LOCARNO 66 – Le scommesse vinte
Numero di presenze e accreditati aumentati rispetto al 2012. E soprattutto il cinema come scoperta, sperimentazione, piacere, dal concorso con una parte dello sguardo rivolto verso Oriente alla retrospettiva dedicata a George Cukor, ponte continuo tra passato e futuro in questa prima edizione targata Carlo Chatrian. Per 11 giorni come in una navicella nello spazio.
Vedere Ricche e famose in PIazza Grande, ultimo film diretto da George Cukor proiettato in onore di Jacqueline Bisset, mostra le molteplici anime di un festival. In seconda serata, con più di mezza piazza ancora piena, con un'opera già straordinariamente datata nel 1981. Oggi invece fuori tempo, come una navicella nello spazio, ponte tra passato e futuro come è stata questo 66° Festival di Locarno.

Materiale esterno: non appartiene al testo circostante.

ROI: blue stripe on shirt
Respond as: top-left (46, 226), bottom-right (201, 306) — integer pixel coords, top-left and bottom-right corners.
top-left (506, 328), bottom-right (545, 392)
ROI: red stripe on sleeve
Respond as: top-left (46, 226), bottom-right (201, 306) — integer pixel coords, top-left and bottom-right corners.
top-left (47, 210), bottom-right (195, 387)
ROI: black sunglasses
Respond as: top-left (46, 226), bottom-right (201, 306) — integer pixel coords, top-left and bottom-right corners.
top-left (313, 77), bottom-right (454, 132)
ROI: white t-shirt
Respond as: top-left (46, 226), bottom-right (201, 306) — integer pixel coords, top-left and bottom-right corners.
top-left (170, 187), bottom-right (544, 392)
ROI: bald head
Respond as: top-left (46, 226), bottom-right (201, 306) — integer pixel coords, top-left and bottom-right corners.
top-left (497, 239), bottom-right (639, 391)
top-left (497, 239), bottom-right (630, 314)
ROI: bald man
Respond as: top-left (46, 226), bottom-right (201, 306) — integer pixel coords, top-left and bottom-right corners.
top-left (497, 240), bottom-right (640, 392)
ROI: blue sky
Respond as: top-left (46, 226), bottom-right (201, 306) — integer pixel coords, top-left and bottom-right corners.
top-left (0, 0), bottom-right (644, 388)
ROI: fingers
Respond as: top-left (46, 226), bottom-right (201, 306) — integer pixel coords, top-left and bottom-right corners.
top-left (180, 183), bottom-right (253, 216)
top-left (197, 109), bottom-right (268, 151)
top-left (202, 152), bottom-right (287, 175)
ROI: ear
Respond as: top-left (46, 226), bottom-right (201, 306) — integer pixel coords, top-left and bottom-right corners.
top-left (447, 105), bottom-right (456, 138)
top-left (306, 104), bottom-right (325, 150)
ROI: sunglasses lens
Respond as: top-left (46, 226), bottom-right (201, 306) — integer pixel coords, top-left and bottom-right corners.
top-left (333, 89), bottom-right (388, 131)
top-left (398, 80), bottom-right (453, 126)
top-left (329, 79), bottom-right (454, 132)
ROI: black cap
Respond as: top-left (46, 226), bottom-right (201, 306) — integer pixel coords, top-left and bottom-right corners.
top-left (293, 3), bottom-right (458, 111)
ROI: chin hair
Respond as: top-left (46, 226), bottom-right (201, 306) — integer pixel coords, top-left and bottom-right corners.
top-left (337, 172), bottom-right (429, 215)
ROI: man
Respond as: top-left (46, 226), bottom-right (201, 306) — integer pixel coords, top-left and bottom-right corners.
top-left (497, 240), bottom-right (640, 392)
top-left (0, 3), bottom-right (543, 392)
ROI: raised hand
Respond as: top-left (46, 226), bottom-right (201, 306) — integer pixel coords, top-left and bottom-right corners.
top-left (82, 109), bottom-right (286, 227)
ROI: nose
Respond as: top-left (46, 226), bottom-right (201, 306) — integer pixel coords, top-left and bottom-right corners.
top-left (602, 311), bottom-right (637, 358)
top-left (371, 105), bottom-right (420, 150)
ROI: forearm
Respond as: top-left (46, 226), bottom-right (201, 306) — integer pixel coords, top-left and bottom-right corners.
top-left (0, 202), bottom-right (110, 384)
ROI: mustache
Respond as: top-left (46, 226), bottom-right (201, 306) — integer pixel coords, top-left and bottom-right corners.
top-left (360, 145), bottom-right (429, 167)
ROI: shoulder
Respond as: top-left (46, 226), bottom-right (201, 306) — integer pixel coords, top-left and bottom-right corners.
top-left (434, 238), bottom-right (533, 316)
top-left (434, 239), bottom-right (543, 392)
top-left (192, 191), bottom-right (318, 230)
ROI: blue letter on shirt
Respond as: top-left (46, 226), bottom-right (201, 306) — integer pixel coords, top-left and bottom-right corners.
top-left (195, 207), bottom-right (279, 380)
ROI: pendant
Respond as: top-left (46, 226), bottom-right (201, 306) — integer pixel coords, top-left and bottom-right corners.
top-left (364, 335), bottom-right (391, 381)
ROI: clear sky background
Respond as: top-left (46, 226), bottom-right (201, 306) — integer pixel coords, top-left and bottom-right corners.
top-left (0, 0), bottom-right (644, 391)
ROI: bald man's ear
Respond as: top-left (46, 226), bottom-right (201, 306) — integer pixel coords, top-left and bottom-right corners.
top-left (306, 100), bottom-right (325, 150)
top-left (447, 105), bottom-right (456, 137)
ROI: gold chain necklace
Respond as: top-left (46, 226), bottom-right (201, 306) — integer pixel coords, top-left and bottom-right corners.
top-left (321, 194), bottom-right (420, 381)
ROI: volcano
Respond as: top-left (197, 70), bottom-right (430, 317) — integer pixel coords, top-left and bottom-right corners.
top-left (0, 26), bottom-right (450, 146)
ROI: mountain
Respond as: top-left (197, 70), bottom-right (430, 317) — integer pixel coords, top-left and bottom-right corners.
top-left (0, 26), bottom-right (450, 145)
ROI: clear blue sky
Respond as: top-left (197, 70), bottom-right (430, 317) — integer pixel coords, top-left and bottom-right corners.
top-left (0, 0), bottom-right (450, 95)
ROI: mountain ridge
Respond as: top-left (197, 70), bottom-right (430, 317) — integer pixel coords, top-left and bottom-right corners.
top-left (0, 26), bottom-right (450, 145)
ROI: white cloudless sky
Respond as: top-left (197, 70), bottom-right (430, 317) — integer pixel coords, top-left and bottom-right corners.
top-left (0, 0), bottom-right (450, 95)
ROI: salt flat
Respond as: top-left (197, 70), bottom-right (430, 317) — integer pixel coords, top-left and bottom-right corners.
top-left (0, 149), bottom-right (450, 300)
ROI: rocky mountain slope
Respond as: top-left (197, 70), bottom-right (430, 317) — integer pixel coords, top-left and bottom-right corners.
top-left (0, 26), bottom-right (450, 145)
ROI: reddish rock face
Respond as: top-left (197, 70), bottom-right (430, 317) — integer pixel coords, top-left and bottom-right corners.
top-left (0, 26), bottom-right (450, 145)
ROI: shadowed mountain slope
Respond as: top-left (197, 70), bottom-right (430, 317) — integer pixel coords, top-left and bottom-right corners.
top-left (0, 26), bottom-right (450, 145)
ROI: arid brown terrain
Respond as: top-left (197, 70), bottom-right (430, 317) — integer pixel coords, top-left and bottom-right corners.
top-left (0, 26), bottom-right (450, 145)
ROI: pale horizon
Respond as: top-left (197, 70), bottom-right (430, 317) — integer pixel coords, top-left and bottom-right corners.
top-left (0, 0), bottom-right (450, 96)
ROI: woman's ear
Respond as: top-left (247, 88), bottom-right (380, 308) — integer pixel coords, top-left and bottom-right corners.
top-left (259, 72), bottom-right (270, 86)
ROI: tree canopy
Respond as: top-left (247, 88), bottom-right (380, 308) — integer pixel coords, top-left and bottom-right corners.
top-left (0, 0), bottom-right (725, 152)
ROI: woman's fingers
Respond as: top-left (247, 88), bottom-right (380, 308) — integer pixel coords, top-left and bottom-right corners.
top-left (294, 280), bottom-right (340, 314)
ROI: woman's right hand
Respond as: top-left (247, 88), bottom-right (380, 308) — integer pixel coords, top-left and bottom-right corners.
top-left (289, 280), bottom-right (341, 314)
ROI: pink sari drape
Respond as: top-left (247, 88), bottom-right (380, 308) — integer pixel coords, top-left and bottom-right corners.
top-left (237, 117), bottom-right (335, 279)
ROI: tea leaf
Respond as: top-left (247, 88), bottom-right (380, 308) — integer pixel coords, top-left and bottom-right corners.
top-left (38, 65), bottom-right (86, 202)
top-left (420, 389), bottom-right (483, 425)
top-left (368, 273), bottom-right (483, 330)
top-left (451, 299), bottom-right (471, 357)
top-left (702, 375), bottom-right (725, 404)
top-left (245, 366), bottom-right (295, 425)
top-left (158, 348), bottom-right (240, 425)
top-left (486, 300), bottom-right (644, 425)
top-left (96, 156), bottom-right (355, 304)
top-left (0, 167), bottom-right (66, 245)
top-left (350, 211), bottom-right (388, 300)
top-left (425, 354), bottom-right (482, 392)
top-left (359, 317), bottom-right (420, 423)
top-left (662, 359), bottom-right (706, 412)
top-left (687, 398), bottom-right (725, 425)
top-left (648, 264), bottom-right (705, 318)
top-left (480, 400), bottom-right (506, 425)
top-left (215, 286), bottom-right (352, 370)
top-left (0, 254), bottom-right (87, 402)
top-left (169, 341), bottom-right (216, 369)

Ed è stata questa la prima scommessa vinta da questa edizione, la prima targata Carlo Chatrian. Perché la retrospettiva su George Cukor non è stata quella classica dei festival. Ma il cinema Rex, dove si svolgeva è stata una strana macchina del tempo. E il programma, tra Concorso, Piazza Grande e retrospettiva, sembrava mescolarsi.
L'interazione della retrospettiva a Cukor (con sale colme anche per La costola di Adamo o Selvaggio è il vento) integrata in pieno col festival richiama direttamente la Cannes Classics. E in particolar modo la restrospettiva che sulla Croisette venne dedicata a Jean Renoir nel 1994, i cui film sembravano tanti molteplici segmenti di un concorso che tornavano dal passato e s'insediavano come linee impazzite nella programmazione ufficiale.
Il cinema come scoperta, sperimentazione, piacere. Tutti elementi che si potevano vedere insieme già nelle presentazioni prima del film serale in Piazza Grande, dove c'era più l'ufficialità celebrativa mescolata però a quell'impeto di raccontare come se ci si trovasse in rassegna itinerante. Oppure le lezioni di cinema, per esempio, di Jacqueline Bisset, Otar Ioselliani, Werner Herzog in cui sembra essere eliminata finalmente la distinzione tra pubblico e addetti ai lavori (una rara mescolanza italiana e invece molto vicina alla passione francese), dove non c'era quella fretta dei tempi da rispettare, dove i film, le esperienze assumrevano mentalmente una forma visiva nel momento in cui erano raccontati.
E poi i numeri. In un Festival già organizzato perfettamente e caratterizzato anche dall'ottimo lavoro della precedente gestione Olivier Père, le presenze sono aumentate. Per We're the Marshall, per esempio, non c'era praticamente un posto a sedere. E' cresciuto il pubblico (162.919 spettatori rispetto ai 161.680 del 2012) così come il numero degli accreditati (4.114 quest'anno, 3950 l'anno scorso).
E ancora il concorso. L'elettrizzante sguardo verso Oriente (dal bellissimo Our Sunhi di Hong sang-soo a Backwater di Shinji Aoyama fino a Real di Kiyoshi Kurosawa), le polemiche e le discussioni accese anche a tavola per Sangue di Pippo Delbono, o l'arrivo come un uragano di Wetlands del tedesco David Wnendt con Carla Juri sulle orme tra Franka Potente di Lola corre e Trainspotting.
Infine l'eco. L'attenzione della stampa che diventa sempre maggiore. Sarà forse per lo spostamento delle date (7-17 agosto quest'anno rispetto all'1-11 agosto della scorsa edizione), ma di solito di questi tempi alcuni quotidiani e siti specializzati già cominciavano a parlare della Venezia che verrà. Quest'anno invece Locarno ha praticamente eliminato queste anticipazioni. Un'altra scommessa vinta.